McGill Faculty of Law: Extra-Contractual Obligations/Torts: Prof. Lara Khoury, 2002-03/Summary by Derek McKee
In addition, the development of insurance (especially liability insurance) has contributed to people’s unwillingness to accept fate.
Categories of Analysis:
Individualistic/Moralistic: looking for the wrongdoer, the responsible individual (identifying fault)
Communitarian/Social: society has to take the loss
Equality (i.e. equity): the law should protect the weak against the strong, re-establishing a balance of power
Instrumentalist: defines the goal of the law, and then adapts the rules to meet the goal:
In common law (torts), specific interests are protected by specific torts.
Torts develop out of case law; in theory, courts can create new torts.
However, most torts fall under negligence.
In civil law, all interests are protected (a.1457).
However, in practice, boundaries are set by jurisprudence.
ECO versus contractual obligations:
In common law, if two people have a contract and damage arises in the execution of the contract, the plaintiff has a right to sue under contract law or tort.

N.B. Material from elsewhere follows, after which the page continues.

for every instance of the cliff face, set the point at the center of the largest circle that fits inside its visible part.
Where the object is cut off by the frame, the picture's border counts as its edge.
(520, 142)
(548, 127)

In civil law, there is a rule of “non-cumul”: If two people have a contract, it must stay in the realm of contract law.
ECO versus criminal law:
In a criminal case, the victim is just a witness; society is suing.
The goals of criminal law include: repression, exemplarity, punishment, and public order.
The main goal of ECO is compensation (but also individual justice).
Criminal sanctions often involve jail, while ECO sanctions only involve money.
In criminal law, the anti-social behaviour of the defendant is central. In ECO, it may have an impact, but it is not central.
ECO and criminal law were originally part of the same branch of law, which later diverged.
Papadatos c. Sutherland,  R.J.Q. 1020 (C.A.). (CB1p22)
Sutherland was kidnapped, assaulted and tortured for seven hours by Papadatos and one other person. Papadatos was convicted and punished in a criminal trial. Sutherland sued for compensatory damages (on the basis of pain and suffering, etc.) and exemplary damages (as authorized by s.49 of the Quebec Charter).
Could the court award exemplary damages when a defendant has already been punished in a criminal court?
Civil law was silent on the issue, so the court followed common law doctrine. (This seemed appropriate since punitive/exemplary damages were essentially a common law doctrine, borrowed into civil law.) The common law principle is that “Where the criminal process has been utilized, …tort law withdraws, except to the extent of ordinary compensation.”
Sutherland was however able to recover compensatory damages.